In the investor call, company officials said that more than 900 patients across a range of ages have been dosed with Elevidys over the last seven years, with 150 patients in the non-ambulatory group.
“Historically, we have not had a signal that we need our safety committee to conclude additional measures were necessary or appropriate,” Ingram said. “However, following this second tragic event, we have immediately taken steps with the goal of further enhancing the safety profile of Elevidys in the non-ambulatory patient population.”
Sarepta had announced in March that a patient had died from acute liver failure.
Related: Death of Elevidys Patient Rattles Duchenne Community
Louise Rodino-Klapac, Ph.D.
Acute liver injury is a known possible side effect of Elevidys and other AAV-mediated gene therapies. Elevidys triggers a T cell, an immediate immune response. This response then causes inflammation, which in severe cases can lead to acute liver injuries, and in very rare cases, acute liver failure. Louise Rodino-Klapac, Ph.D., chief scientific officer and head of research & development at Sarepta, said during the investor call this morning.
She said about 30% of patients who have received Elevidys experienced elevated liver enzymes within the first 90 days of treatment. These patients responded rapidly to an increase in steroids. But acute liver injury was not seen in previously treated patients.

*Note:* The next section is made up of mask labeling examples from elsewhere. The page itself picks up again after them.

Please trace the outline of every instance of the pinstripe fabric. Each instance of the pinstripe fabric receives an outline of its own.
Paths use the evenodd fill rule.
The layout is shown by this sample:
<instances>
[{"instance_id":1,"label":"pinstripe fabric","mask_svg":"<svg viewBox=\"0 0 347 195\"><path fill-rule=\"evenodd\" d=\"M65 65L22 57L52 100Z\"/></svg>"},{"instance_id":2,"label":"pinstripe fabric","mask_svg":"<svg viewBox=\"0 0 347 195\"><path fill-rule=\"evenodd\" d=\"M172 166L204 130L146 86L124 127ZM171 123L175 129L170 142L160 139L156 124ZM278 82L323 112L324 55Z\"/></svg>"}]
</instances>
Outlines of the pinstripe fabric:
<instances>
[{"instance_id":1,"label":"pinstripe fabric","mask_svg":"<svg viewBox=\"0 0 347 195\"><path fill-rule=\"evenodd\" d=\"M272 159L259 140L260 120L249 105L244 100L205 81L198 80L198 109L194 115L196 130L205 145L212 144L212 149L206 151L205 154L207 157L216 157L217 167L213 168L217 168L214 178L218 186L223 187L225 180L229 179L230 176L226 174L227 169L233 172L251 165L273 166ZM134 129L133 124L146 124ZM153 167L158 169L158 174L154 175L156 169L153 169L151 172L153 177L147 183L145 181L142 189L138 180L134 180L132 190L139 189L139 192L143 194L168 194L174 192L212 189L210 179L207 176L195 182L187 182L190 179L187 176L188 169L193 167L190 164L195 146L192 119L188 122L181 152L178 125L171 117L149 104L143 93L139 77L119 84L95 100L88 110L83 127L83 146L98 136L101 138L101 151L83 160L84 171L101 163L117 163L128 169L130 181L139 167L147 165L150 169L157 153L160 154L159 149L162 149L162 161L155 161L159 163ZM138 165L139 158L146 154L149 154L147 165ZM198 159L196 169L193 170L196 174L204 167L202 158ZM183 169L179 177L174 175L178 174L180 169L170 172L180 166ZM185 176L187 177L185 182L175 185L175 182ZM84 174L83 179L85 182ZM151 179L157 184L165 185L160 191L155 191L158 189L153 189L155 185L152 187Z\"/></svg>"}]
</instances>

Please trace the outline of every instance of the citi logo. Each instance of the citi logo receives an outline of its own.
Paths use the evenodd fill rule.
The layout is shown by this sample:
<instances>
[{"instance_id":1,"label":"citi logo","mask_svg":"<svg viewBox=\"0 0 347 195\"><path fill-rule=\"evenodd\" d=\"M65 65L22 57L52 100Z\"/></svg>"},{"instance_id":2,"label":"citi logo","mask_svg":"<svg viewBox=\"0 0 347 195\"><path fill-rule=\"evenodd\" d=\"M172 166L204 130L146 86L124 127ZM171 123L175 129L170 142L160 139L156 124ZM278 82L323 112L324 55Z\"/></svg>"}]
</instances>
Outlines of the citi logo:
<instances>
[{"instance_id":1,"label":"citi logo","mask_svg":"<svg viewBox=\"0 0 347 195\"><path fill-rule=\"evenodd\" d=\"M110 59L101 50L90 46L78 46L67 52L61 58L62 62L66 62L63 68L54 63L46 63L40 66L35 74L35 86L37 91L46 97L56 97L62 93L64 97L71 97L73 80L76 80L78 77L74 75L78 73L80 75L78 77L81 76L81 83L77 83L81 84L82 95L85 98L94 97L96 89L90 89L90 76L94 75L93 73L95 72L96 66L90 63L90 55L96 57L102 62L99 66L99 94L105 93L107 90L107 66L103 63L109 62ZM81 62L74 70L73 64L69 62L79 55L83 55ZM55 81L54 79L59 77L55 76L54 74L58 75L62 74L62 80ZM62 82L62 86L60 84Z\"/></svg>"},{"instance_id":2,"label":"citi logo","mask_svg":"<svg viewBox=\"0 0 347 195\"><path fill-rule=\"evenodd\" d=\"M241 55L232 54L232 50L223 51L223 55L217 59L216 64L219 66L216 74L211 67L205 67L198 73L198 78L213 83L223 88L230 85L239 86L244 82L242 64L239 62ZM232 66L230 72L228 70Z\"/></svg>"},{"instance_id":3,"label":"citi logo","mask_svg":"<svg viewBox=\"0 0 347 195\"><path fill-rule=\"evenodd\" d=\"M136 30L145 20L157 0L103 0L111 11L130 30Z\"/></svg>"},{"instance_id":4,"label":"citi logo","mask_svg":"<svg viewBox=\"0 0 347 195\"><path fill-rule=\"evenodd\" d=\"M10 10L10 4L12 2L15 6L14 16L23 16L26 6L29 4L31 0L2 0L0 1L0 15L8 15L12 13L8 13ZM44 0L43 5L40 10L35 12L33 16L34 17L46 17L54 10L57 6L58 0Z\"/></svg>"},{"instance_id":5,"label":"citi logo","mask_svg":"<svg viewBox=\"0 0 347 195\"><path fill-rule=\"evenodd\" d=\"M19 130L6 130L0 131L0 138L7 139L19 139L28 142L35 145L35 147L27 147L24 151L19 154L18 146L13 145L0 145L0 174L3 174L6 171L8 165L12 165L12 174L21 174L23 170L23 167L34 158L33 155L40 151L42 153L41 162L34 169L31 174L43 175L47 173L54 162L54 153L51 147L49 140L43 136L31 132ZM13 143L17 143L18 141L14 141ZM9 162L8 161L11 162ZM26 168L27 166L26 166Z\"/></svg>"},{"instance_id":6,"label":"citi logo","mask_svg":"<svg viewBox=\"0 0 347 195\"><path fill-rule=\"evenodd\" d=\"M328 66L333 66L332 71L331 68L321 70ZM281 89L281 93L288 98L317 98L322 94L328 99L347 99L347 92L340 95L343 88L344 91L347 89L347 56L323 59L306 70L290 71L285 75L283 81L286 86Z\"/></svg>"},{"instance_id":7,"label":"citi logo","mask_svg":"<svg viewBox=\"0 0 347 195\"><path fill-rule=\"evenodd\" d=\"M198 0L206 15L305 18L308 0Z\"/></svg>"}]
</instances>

“Ambulatory status is a surrogate for the severity of disease progression, and so we’ve only seen the signal in this non-ambulatory population,” she said. “That is something that we will continue to evaluate when looking at immunosuppression and the non-ambulatory population.”
Both deaths were of non-ambulatory patients who were participating in the phase 3 ENVISION trial of Elevidys, which was evaluating the gene therapy in older ambulatory and non-ambulatory individuals living with Duchenne muscular dystrophy. The most recent death was in a 15-year-old patient.
“We are currently evaluating this case in the context of this case alone and then in comparison to the previous case, but we haven’t identified a single risk factor,” Rodino-Klapac said. “We are working expeditiously to identify anything that we could potentially point to as a risk factor.”
Sarepta plans to propose to the FDA both a change to the label and an amendment to the ENVISION trial to add sirolimus to the regimen for non-ambulatory patients.
Preclinical data showed sirolimus significantly reduced liver enzyme elevations in non-human primates, indicating its potential to reduce liver-related safety events, Rodino-Klapac said. The data also show that sirolimus does not negatively impact gene expression in key tissues, supporting its use as a mitigation strategy.
Sarepta officials said during the investor call that this development doesn’t impact trials of separate gene therapies being studied to treat patients with limb-girdle muscular dystrophy. “The disease progression is different and unique in limb-girdle muscular dystrophy as compared with DMD; we have not seen a signal of acute liver failure in this population,” Rodino-Klapac.